Editor's note: This updates to include mention of a letter the oyster farm's attorneys sent to Interior Secretary Salazar on November 1 stating that his decision wasn't bound by the National Environmental Policy Act, an interesting point in that the lawsuit argues that he violated NEPA.

An oyster company denied an extension on its lease to operate in Point Reyes National Seashore has gone to court in a bid to overturn that decision, arguing that Interior Secretary Ken Salazar acted rashly and without cause to deny the extension.

The 100-page filing, which seeks an injunction to allow the Drakes Bay Oyster Co. to continue operating until the lawsuit is settled, maintains that Secretary Salazar has torn "the fabric of a rural community" with his decision.

Drakes Bay Oyster Co. has employed 31 workers who produced between 450,000-500,000 pounds of Pacific oyster meat a year from Drakes Estero inside the Seashore for Bay Area outlets.
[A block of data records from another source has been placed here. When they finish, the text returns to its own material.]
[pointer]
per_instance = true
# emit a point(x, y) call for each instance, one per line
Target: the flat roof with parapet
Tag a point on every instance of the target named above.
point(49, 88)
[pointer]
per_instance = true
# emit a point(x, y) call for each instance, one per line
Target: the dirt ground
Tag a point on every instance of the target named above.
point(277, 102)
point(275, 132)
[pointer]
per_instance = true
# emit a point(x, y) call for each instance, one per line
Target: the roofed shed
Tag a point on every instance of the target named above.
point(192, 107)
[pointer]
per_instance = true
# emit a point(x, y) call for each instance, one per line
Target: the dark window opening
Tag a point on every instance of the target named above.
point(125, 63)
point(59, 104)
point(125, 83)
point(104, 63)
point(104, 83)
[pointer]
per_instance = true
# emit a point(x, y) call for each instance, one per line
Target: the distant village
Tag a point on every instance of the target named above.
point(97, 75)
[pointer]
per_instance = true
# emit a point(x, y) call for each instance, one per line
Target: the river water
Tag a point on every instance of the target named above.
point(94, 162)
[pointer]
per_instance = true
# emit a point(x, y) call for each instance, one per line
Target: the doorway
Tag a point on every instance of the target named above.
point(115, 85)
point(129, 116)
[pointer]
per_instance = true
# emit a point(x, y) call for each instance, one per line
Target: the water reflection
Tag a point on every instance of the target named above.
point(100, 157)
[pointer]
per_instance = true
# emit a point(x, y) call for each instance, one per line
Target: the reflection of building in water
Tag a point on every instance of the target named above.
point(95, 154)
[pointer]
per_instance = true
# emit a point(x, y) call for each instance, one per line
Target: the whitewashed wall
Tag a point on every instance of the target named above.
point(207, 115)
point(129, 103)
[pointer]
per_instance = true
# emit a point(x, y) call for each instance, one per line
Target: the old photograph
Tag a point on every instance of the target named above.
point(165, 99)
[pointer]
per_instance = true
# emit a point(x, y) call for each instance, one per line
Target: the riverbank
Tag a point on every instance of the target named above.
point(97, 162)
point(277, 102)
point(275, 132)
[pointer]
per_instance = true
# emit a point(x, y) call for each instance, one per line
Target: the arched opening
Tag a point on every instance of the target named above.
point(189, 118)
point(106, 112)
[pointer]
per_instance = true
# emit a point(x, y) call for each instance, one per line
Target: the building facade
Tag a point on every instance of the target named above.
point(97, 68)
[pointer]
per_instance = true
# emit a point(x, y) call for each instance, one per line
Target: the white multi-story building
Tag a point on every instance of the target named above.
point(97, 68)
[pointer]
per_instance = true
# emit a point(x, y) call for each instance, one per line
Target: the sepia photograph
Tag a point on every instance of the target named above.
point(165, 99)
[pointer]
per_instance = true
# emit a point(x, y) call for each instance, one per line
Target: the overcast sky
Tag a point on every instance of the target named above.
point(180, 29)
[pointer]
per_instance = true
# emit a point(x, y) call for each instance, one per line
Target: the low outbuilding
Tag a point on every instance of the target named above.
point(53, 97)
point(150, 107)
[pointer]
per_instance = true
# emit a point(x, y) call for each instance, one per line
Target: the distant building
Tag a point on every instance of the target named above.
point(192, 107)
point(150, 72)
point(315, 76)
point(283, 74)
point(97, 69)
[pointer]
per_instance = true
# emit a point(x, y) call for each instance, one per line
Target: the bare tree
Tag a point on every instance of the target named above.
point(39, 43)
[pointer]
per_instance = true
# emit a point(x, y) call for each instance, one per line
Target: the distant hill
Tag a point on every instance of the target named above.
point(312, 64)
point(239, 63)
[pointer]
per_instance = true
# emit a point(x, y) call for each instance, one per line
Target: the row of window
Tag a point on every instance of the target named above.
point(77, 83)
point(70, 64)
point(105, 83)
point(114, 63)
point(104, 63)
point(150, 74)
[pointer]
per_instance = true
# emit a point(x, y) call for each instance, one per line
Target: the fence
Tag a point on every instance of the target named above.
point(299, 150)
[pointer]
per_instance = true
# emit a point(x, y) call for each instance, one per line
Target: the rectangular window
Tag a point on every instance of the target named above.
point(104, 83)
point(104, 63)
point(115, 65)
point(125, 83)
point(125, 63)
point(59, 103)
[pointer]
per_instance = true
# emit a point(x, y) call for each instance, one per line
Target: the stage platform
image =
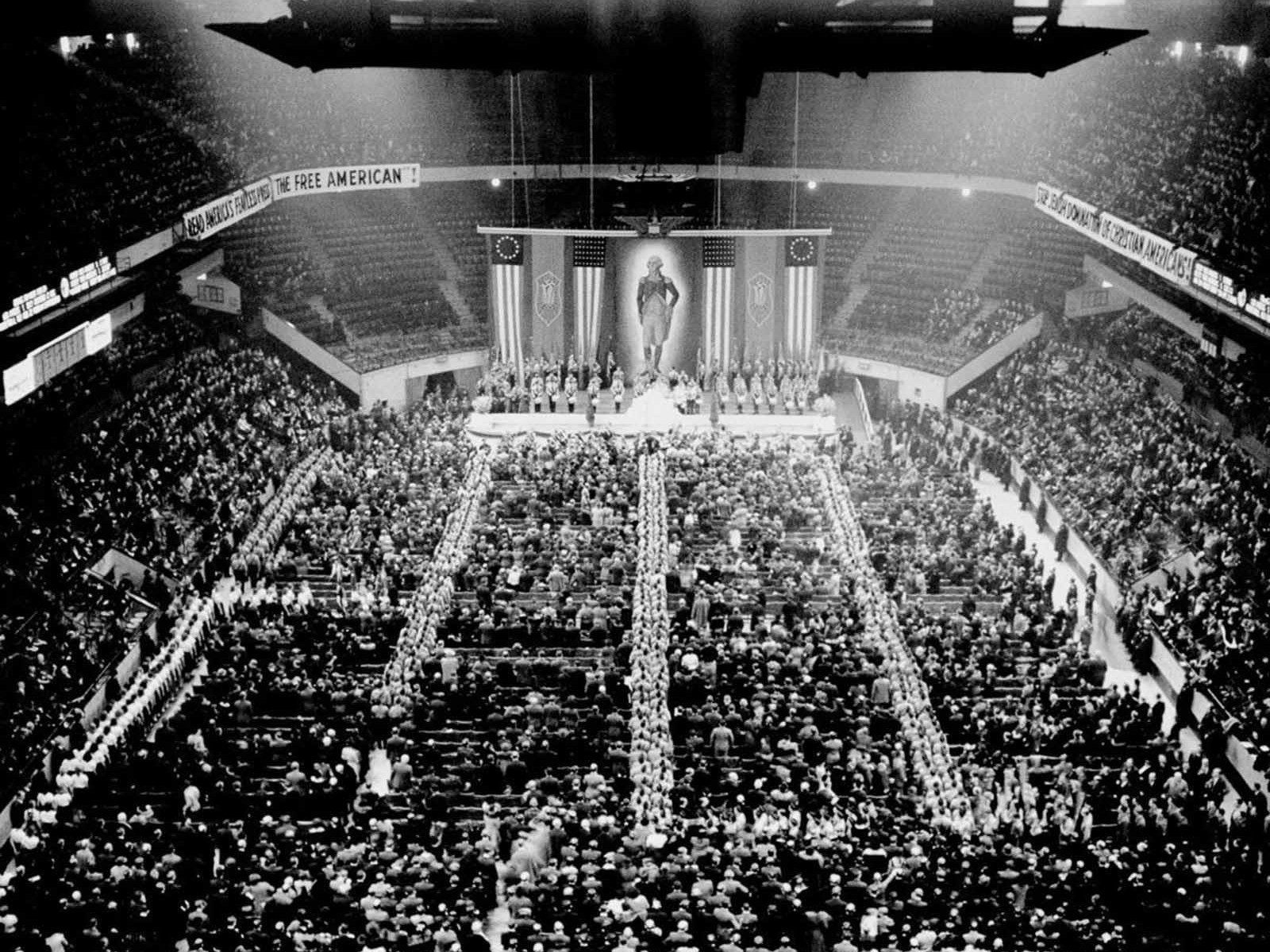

The company's fate has been fanned in recently years by both U.S. Sen. Dianne Feinstein, an ardent supporter of the oyster company and its small workforce, and environmentalists and conservationists who wanted to see the estero granted official wilderness designation.

Those who wanted the oyster company to shut down maintain Congress long ago directed that Drakes Estero become officially designated wilderness once all "non-conforming uses" were removed. The Drakes Bay Oyster Co.'s 40-year lease to the area expired on November 30, and those in support of the wilderness designation saw it as the perfect opportunity to remove the company, a non-conforming use, from the estero.

But those backing the oyster company maintained that the lease carried a renewal clause that should have been triggered by the National Park Service.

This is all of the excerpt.